Hunting Bugs with Bisect

Dec 22, 2021

A bug was introduced at some point in the last month. You know how to test for its existence, but don't know what code introduced it. What's the most effective way to find where the bug was created?

Most computer scientists have had to implement binary search – it's one of the more simple and intuitive algorithms that's also fast. But few utilize one of its more practical manifestations: git bisect. The algorithm goes like this: find the latest revision where the code works, and pick the middle revision between that and now. If that works, then the bug was introduced in a later revision, if it doesn't, the bug was introduced in an earlier revision. Continue until you find the bug – O( log n ) time complexity.

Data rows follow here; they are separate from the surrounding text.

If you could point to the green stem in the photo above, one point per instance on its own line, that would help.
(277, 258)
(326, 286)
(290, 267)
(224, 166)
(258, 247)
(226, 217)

You could try every single revision to search for the bug, but that wouldn't be very quick. Instead, figure out the last time the code was working as intended, and bisect. Git doesn't always have the best UX, so maybe it's just hard to use bisect practically. Here's an example.

$ git bisect start
$ git bisect bad # current version is bad
$ git bisect good v0.9.0 # this was the last known good version

Then git will automatically pick the commit to test. Then run your unit test or script that checks for the bug, and report back to git with either git bisect good or git bisect bad.

Eventually, you'll get the exact revision where the bug was introduced, and you can remedy everything. git bisect reset will take you back to your original starting point.

You can even run your tests automatically at each commit with git bisect run your_script.